I made a number of traces (~200) and I come back to vbindiff to compare TCP data. Note that, as in the previous case, the trace is made with a passive bridge tap and by doing some action on the controller/PLC. Then, every trace is saved with raw capture and "metadata" (the complete environment, eg: what commands are sent by the controller, what actions is performed on PLC, which are the values displayed or set).

What I learned, by doing many comparison (which took me nearly two weeks), is that:

A side node: actually the first thing that I noticed was the floating point value. I still remember the IEEE 754 logic and structure (I've studied that in High school, nearly 7 years ago), that helped me because floating point values are stored in a particular (characteristic) format.
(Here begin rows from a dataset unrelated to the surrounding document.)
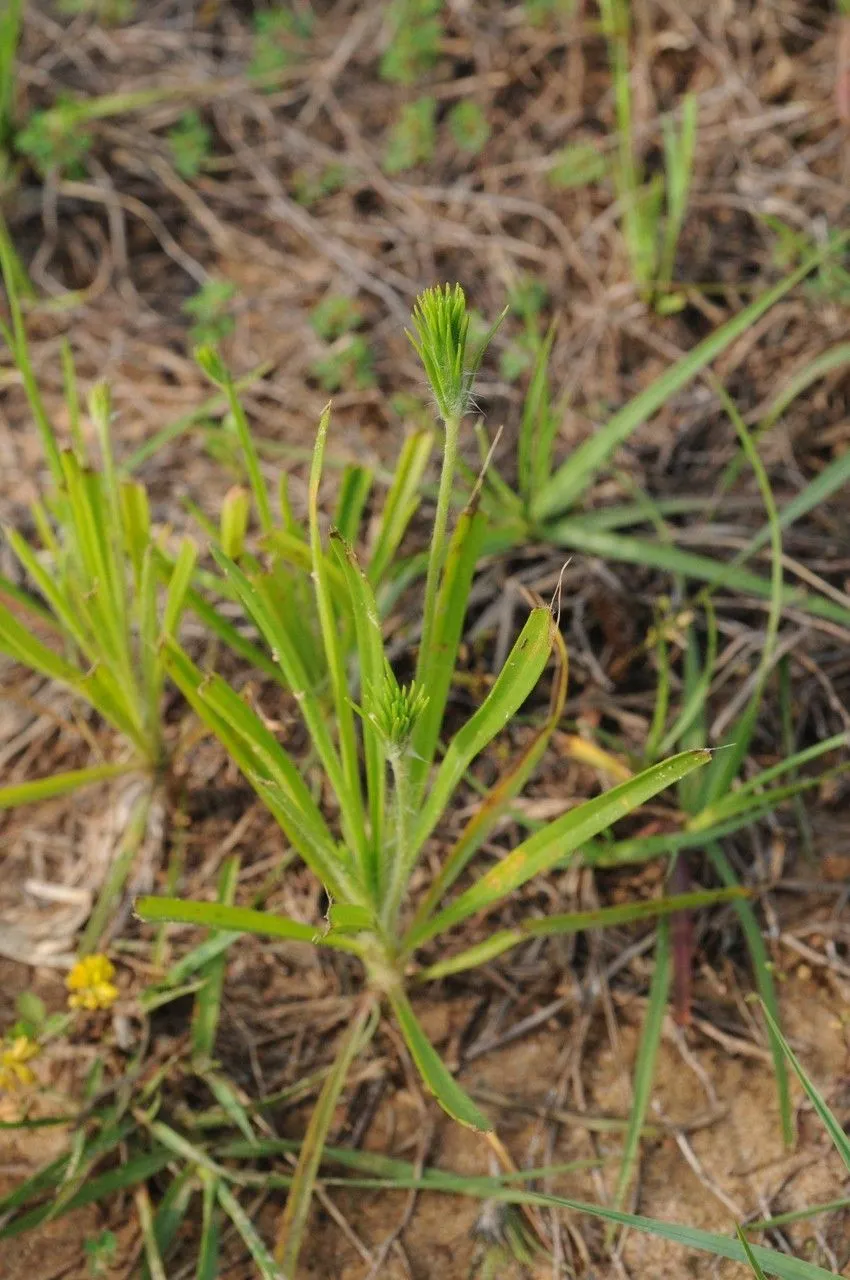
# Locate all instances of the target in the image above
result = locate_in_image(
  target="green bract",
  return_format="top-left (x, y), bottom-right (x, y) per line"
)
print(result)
top-left (137, 287), bottom-right (711, 1274)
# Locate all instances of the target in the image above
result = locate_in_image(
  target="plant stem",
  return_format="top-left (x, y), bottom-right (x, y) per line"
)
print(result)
top-left (416, 417), bottom-right (461, 680)
top-left (381, 754), bottom-right (411, 933)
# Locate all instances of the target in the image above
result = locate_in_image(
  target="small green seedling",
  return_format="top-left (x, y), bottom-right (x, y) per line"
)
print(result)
top-left (448, 99), bottom-right (490, 156)
top-left (248, 4), bottom-right (315, 88)
top-left (380, 0), bottom-right (443, 84)
top-left (137, 285), bottom-right (725, 1275)
top-left (180, 279), bottom-right (236, 344)
top-left (384, 97), bottom-right (437, 174)
top-left (292, 164), bottom-right (349, 209)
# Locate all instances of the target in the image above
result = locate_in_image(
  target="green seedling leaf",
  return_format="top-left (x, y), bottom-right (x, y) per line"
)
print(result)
top-left (762, 1004), bottom-right (850, 1171)
top-left (215, 1180), bottom-right (281, 1280)
top-left (419, 750), bottom-right (710, 943)
top-left (134, 897), bottom-right (360, 954)
top-left (410, 507), bottom-right (485, 796)
top-left (387, 986), bottom-right (493, 1133)
top-left (192, 858), bottom-right (239, 1066)
top-left (411, 607), bottom-right (554, 856)
top-left (419, 886), bottom-right (748, 982)
top-left (366, 430), bottom-right (434, 589)
top-left (0, 1152), bottom-right (174, 1240)
top-left (405, 627), bottom-right (570, 950)
top-left (0, 760), bottom-right (137, 810)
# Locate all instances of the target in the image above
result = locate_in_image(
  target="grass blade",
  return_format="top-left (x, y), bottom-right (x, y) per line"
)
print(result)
top-left (0, 760), bottom-right (138, 810)
top-left (537, 516), bottom-right (850, 627)
top-left (613, 920), bottom-right (673, 1208)
top-left (215, 1181), bottom-right (281, 1280)
top-left (421, 750), bottom-right (710, 940)
top-left (707, 841), bottom-right (794, 1147)
top-left (192, 858), bottom-right (239, 1068)
top-left (387, 986), bottom-right (493, 1133)
top-left (533, 233), bottom-right (850, 521)
top-left (762, 1005), bottom-right (850, 1171)
top-left (410, 605), bottom-right (554, 858)
top-left (274, 1002), bottom-right (376, 1280)
top-left (410, 507), bottom-right (485, 799)
top-left (417, 884), bottom-right (748, 982)
top-left (735, 1226), bottom-right (764, 1280)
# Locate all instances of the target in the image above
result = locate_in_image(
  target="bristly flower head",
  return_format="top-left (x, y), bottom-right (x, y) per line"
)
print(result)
top-left (407, 284), bottom-right (506, 422)
top-left (371, 667), bottom-right (428, 756)
top-left (65, 955), bottom-right (118, 1010)
top-left (0, 1032), bottom-right (41, 1093)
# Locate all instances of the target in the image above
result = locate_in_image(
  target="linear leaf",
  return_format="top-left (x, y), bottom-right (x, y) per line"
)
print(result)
top-left (411, 605), bottom-right (554, 856)
top-left (388, 987), bottom-right (493, 1133)
top-left (422, 750), bottom-right (710, 938)
top-left (533, 237), bottom-right (847, 520)
top-left (417, 886), bottom-right (748, 982)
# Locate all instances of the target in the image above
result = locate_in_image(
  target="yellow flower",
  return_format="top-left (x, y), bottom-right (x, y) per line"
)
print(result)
top-left (0, 1036), bottom-right (41, 1092)
top-left (65, 955), bottom-right (118, 1009)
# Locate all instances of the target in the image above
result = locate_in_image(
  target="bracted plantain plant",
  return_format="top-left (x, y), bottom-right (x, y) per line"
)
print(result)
top-left (136, 285), bottom-right (727, 1275)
There was sufficient data to write a custom software to do tests. But one question remains: how do I simulate a "wrong" ethertype for IP? I was suspecting that the ethertype were modified by the industrial ethernet board (or its driver), so I build my "PLC"-client for Windows and I made it run over the controller. And I was right: every ethernet frame with an IP/TCP connection to the PLC was changed to adjust the ethertype.

After some adjustment and testing, my client was working well (as the original controller) for setting and getting values (not the PLC-programming part yet). But still, how to use another industrial ethernet card with Windows and make it change the ethertype?

With a kernel driver, of course.

The Windows Kernel Driver parabola

I must admit: that was a really impulsive decision. But still, it taught me a lot.

Unfortunately I do not remember a lot - I'm not a Windows fan. I downloaded the whole Windows Driver toolkit and I began to play with some examples. Then, I wrote a simple "network filter" that was doing the same as the board: checking if the connection was for the TCP port of the PLC and change the ethertype field.

The "development-environment" was a pain: two physical machines (why I didn't use VMs? I tried, but something in Windows kernel didn't cooperate...) linked with both ethernet and serial connection. There was an option to use ethernet-only, but for some reason it didn't work at all. The "host" was a simple-plain Windows 7 PC with Visual Studio, the "guest" was a Windows 7 with debug enabled.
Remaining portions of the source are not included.